Hedia and—a moment later—Saxa laughed. Tardus sipped his wine and said, “You mention sorcery, Marcus Priscus. Were you in the Pompeian Theater for our host’s gift, The Conquest of Lusitania by Hercules? For it certainly seemed to me that the impresario was a magician to have achieved those effects. Quite marvelous, didn’t you all think?”
Priscus turned to look at his neighbor on the couch. “I wasn’t present, no,” he said, “but I’ve certainly heard enthusiastic descriptions. I suppose—”
He gestured toward the teacher with a broad grin.
“—that the impresario was one of you clever Greeks, eh Pandareus, my friend?”
“So I’ve been told,” Pandareus said blandly.
“He was indeed, Lord Priscus,” Varus said, sounding calmly interested. “Sometimes I wish I were more of an engineer so that I could understand such wonders, but my talents seem to be limited to literature.

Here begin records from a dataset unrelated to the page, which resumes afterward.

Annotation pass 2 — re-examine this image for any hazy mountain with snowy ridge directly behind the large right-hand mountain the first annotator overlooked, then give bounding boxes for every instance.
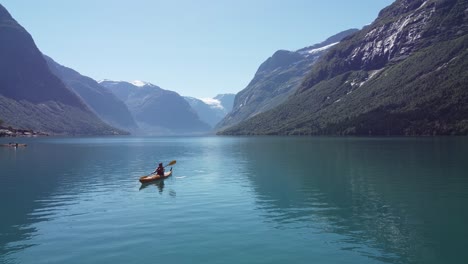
[217,29,357,130]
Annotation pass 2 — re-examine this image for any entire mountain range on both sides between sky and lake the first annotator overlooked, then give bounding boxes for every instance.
[0,0,468,136]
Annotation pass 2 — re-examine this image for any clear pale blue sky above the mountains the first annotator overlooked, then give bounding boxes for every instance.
[1,0,393,98]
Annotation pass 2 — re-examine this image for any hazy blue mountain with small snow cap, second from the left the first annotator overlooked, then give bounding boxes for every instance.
[100,80,210,134]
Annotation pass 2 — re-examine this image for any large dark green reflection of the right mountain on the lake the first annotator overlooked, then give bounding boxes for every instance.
[236,138,468,263]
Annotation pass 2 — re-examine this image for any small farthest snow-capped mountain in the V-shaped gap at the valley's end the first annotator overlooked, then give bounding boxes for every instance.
[184,94,235,127]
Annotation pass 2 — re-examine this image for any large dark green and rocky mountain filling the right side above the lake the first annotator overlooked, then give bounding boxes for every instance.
[221,0,468,135]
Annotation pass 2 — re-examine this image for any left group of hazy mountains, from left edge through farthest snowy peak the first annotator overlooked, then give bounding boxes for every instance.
[0,5,234,135]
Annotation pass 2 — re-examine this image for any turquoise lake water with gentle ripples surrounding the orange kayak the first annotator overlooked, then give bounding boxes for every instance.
[0,137,468,263]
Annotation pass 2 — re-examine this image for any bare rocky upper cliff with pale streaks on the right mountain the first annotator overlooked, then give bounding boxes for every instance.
[298,0,466,92]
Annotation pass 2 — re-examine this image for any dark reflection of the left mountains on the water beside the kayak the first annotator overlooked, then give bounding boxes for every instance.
[0,138,164,262]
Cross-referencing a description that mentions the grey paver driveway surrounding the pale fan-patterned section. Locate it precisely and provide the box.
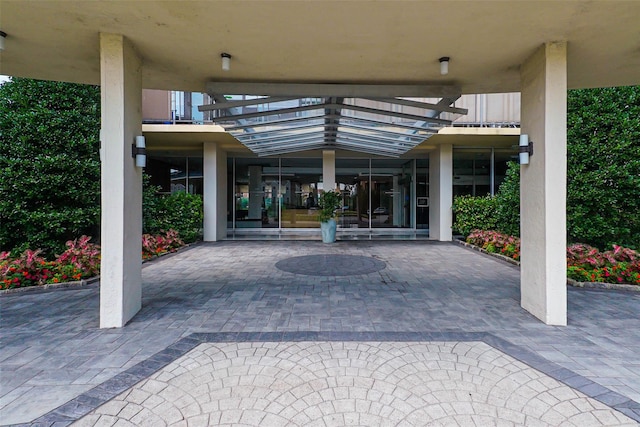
[0,241,640,425]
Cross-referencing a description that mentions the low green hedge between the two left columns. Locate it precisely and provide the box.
[142,177,204,243]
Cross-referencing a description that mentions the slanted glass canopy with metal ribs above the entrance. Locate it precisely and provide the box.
[199,94,466,157]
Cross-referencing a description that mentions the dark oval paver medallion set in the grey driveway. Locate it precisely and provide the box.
[276,255,387,276]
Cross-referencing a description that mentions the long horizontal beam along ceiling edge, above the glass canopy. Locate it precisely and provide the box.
[206,82,462,98]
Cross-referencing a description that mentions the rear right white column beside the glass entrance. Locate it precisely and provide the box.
[429,144,453,242]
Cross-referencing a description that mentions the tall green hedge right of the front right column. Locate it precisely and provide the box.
[568,86,640,249]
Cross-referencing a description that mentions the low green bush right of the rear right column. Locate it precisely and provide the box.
[453,196,497,236]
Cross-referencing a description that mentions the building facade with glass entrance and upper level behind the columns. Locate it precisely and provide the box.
[142,90,520,238]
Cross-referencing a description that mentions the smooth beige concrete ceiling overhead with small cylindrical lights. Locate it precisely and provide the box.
[0,0,640,93]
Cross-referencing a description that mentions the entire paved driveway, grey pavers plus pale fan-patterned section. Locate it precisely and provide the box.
[0,241,640,425]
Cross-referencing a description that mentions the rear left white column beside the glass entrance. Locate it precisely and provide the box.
[203,142,227,242]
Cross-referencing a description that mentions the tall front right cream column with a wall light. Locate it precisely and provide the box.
[520,42,567,325]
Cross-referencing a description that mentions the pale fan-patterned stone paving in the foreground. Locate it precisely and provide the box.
[73,342,637,427]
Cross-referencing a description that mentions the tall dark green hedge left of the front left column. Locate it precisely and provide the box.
[0,78,100,258]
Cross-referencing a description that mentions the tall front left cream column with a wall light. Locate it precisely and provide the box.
[100,34,142,328]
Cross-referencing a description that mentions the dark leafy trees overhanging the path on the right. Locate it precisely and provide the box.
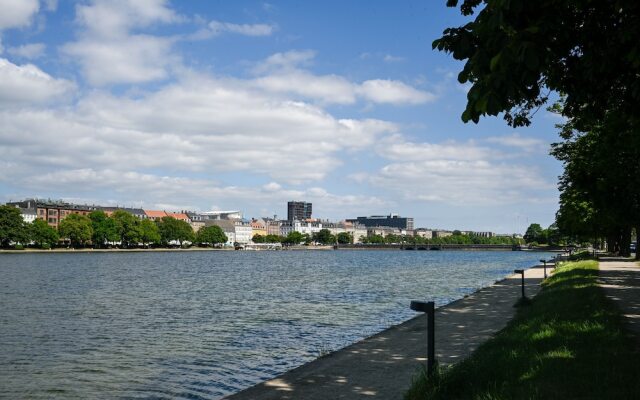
[433,0,640,259]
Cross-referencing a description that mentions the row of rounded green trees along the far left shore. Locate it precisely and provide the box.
[0,206,227,249]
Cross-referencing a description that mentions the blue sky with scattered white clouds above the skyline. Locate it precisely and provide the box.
[0,0,562,233]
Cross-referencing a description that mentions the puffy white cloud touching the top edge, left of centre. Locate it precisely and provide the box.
[62,0,183,85]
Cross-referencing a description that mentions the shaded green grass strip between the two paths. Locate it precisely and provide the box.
[405,261,640,400]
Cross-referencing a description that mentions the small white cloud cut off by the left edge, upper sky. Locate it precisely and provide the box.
[0,58,74,105]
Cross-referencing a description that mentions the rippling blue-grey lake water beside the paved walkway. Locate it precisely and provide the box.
[0,251,550,399]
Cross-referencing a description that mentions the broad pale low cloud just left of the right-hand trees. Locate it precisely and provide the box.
[362,135,555,205]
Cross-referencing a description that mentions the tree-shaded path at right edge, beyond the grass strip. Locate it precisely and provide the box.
[599,259,640,346]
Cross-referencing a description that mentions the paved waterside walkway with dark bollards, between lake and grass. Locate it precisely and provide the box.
[228,266,551,400]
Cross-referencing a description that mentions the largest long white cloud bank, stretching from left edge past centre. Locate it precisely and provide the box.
[0,71,396,183]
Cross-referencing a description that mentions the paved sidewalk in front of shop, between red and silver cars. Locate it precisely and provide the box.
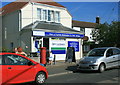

And even in literature I’m only a spectator, I have learned.”
He smiled, but Alphena saw momentary wistfulness in her brother’s expression.
Alphena didn’t know anything about rhetoric, but she understood dueling better than anyone else present. As servants placed a tray with deviled eggs and olives on the little table in the U of the diners, she said, “I noticed the attendants with you during the performance, Lord Tardus. If I noticed correctly, they’re with you tonight as well. I wonder where you found them?”
Tardus turned his head in surprise. “How interesting that you should ask, Lady Alphena,” he said. He coughed onto the back of his hand, gathering time to respond.
Alphena didn’t smile, but she felt fiercely triumphant. I pinked you that time, didn’t I, you old weasel!
Tardus had been pushing her father to talk about something that he didn’t want to. Indeed, Alphena wasn’t sure that Saxa had any more knowledge of what had happened in the theater than Agrippinus, who’d been here in the house at the time. Perhaps Tardus was reacting to the embarrassing visit her father and brother had made to him the day before, but perhaps there was more to his curiosity.